Police and prosecutors continue to fight efforts to reform civil asset forfeiture—a law allowing them to take property from innocent people not charged with, let alone convicted of, a crime.
In the last legislative session, prosecutors got the police to issue a highly misleading letter to the legislature hours before a key vote. A second letter issued doubles down on the attempt to misrepresent facts in order to protect a policy that makes prosecutor’s jobs easier.
Following a poll revealing that 86% of Utah voters oppose civil asset forfeiture, and a significant outreach effort by Libertas Institute to the public, pressure has increased to once again attempt to reform the law. (And now we have the unfortunate distinction of lagging behind California on the issue…)
But prosecutors and the police are not sitting this one out. In fact, for several months they have been organizing to try and undermine our reform efforts by sponsoring competing legislation, working together with Senator Daniel Thatcher.
This fall, Senator Thatcher presented before a group of police executives and told them he was going to run his own bill “to prevent something worse”—as in, to undermine the reform bill that would restrict the ability of the government to legally steal property from innocent people.

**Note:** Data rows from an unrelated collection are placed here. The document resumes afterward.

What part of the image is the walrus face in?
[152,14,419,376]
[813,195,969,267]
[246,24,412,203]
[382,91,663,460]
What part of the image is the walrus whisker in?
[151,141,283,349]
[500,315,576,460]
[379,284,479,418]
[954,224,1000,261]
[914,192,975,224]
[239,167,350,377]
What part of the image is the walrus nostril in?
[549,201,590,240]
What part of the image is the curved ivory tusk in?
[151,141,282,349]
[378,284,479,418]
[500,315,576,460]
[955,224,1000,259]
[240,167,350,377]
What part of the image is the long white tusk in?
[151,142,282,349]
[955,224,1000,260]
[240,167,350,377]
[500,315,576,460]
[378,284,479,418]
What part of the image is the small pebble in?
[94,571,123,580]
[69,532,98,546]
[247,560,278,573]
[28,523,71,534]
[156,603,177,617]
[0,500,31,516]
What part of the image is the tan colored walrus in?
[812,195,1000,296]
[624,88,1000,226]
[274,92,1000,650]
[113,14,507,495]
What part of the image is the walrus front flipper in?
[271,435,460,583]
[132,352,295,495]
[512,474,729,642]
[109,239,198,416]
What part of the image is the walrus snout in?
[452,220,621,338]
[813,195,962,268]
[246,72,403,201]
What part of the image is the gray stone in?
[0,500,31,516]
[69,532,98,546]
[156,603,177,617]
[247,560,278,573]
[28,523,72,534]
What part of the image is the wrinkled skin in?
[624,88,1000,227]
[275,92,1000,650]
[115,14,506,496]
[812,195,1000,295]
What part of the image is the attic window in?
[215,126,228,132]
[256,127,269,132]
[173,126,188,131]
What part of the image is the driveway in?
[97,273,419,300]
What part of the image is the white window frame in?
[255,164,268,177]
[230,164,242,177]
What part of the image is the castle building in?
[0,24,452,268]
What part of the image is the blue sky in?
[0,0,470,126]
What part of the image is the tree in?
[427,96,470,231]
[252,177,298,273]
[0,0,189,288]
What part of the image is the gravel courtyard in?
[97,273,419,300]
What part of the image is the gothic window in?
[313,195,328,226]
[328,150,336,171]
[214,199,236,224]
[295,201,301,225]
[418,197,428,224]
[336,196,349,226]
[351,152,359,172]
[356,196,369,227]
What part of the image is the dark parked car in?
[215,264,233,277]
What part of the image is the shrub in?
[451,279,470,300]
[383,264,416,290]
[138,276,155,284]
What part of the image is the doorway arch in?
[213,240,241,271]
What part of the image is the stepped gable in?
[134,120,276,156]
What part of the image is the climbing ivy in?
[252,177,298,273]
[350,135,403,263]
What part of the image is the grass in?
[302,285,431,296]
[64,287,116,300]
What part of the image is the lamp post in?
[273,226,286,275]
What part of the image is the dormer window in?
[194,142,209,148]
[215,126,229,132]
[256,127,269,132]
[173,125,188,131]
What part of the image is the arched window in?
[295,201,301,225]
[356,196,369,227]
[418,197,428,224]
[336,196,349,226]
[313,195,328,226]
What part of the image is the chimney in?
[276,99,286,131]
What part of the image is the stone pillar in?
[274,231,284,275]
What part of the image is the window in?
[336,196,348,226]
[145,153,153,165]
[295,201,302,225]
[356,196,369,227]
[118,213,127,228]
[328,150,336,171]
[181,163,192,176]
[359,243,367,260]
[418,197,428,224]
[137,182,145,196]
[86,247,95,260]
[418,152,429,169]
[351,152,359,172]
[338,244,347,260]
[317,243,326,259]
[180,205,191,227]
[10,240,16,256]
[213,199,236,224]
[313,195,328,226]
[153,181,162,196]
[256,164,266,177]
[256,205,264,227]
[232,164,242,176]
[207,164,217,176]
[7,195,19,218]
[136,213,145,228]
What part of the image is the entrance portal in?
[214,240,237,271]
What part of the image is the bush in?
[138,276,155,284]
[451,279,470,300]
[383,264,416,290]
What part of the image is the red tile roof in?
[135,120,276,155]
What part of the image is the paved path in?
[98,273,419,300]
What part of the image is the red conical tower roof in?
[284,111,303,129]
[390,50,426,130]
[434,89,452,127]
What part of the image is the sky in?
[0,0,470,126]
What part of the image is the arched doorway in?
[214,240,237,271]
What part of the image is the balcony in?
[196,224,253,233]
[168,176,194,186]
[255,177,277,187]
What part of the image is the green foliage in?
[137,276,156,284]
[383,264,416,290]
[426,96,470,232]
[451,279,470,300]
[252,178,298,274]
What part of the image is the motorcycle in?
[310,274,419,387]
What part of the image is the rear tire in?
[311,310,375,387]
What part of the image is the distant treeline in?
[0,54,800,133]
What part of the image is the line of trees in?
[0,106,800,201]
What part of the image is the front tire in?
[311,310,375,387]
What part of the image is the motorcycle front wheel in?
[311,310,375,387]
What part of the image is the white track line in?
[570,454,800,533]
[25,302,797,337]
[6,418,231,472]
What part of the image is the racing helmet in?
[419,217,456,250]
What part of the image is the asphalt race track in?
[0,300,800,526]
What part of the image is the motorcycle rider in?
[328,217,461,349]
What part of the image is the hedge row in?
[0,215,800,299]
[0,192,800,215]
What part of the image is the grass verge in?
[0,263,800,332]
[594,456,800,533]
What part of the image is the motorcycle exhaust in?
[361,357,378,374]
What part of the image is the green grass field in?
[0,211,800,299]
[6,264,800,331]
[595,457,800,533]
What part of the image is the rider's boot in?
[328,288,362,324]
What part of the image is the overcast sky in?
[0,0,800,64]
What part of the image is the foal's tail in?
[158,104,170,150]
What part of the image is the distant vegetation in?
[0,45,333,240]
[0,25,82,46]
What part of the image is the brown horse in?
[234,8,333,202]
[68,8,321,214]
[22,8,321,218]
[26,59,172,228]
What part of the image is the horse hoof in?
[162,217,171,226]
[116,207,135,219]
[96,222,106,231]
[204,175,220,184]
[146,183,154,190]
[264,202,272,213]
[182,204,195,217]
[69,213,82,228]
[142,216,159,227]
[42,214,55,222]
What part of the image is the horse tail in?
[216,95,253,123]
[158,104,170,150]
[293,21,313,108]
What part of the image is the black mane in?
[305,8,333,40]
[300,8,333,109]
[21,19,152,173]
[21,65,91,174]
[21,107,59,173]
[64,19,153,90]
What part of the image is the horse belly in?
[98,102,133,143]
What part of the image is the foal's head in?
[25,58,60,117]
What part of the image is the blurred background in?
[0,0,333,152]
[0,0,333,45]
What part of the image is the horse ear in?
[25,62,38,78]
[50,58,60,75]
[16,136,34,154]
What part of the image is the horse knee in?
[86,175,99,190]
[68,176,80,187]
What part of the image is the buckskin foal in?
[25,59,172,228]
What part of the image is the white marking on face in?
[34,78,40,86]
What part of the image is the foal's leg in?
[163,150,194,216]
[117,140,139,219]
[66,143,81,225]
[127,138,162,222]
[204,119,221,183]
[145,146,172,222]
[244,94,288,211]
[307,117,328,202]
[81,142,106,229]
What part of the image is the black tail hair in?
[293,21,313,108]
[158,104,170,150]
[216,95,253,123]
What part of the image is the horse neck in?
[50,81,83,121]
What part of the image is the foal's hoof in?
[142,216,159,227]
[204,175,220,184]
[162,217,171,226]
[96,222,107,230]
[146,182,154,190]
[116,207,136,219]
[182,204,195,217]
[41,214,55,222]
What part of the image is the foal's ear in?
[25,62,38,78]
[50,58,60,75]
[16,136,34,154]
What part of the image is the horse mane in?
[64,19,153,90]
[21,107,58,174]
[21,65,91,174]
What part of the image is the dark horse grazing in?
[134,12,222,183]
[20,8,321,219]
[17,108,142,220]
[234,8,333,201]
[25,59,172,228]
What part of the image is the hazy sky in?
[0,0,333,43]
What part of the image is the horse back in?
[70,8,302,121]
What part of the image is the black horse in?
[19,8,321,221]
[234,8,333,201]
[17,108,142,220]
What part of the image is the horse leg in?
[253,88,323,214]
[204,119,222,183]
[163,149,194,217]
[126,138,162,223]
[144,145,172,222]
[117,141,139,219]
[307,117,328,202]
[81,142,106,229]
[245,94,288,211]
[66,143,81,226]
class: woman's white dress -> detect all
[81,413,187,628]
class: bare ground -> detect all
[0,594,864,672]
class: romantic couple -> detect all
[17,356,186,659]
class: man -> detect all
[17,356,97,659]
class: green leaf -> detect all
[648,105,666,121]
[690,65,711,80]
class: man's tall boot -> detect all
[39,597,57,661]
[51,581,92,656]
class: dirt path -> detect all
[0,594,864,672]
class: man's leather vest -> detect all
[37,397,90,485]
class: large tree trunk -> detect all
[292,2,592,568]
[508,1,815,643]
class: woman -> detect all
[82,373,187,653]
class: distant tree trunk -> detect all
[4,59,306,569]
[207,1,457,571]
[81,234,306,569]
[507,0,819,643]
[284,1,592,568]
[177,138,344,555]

Yesterday, the Judiciary Interim Committee heard a presentation on the reform bill—and passed it out favorably over the objections of the law enforcement associations and prosecutors asking the committee not to. (You can listen to the recording here.)
Here is the list of organizations working with Senator Thatcher to undermine the forfeiture reform effort:
- Utah Chiefs of Police Association
- Attorney General’s Office
- Statewide Association of Prosecutors
- Salt Lake County District Attorney’s Office
- Weber County Attorney’s Office
- Tooele County Attorney’s Office
- The Utah Association of Counties
- The Utah Sheriffs Association
- The Utah League of Cities and Towns
That’s right—your taxpayer dollars are being used to fight against reforms that will protect property rights and due process. As we outline in our policy brief on this issue, prosecutors are fighting against changes that would make their job harder. But if upholding the Constitution requires making their job a little harder, then so be it.
Prosecutors are getting police to oppose the reform effort by telling them that forfeitures will stop completely if it is successful—and, therefore, that drug kingpins and criminals will be able to profit from crime. Law enforcement officers understandably do not like that. But prosecutors are being completely disingenuous by saying this to the police.
Why? Because criminal forfeiture is not being affected by the reform effort. Prosecutors will still be able to confiscate property from convicted criminals. And nothing about how police operate will change, either; law enforcement officials will be able to seize property they believe is involved in crime, just as they do now.
If anything, law enforcement officials should support forfeiture reform efforts in order to improve public relations, uphold their oath to the Constitution, and proactively portray to Utahns that they aim to protect the rights of innocent people. Let the prosecutors do their job—if even it’s harder—but don’t mislead police officers into thinking that forfeitures will stop altogether. If they do, that’s a conscious decision on the part of prosecutors to shirk their duties and opt out of using the criminal forfeiture process.
It is unfortunate that we have to advocate for reform in opposition to well-funded organizations and government agencies that are using our own tax dollars to do so. But yesterday’s committee meeting made clear that these organizations are in the wrong on this issue, and that the reforms being proposed are sorely needed, and likely to pass in the upcoming legislative session.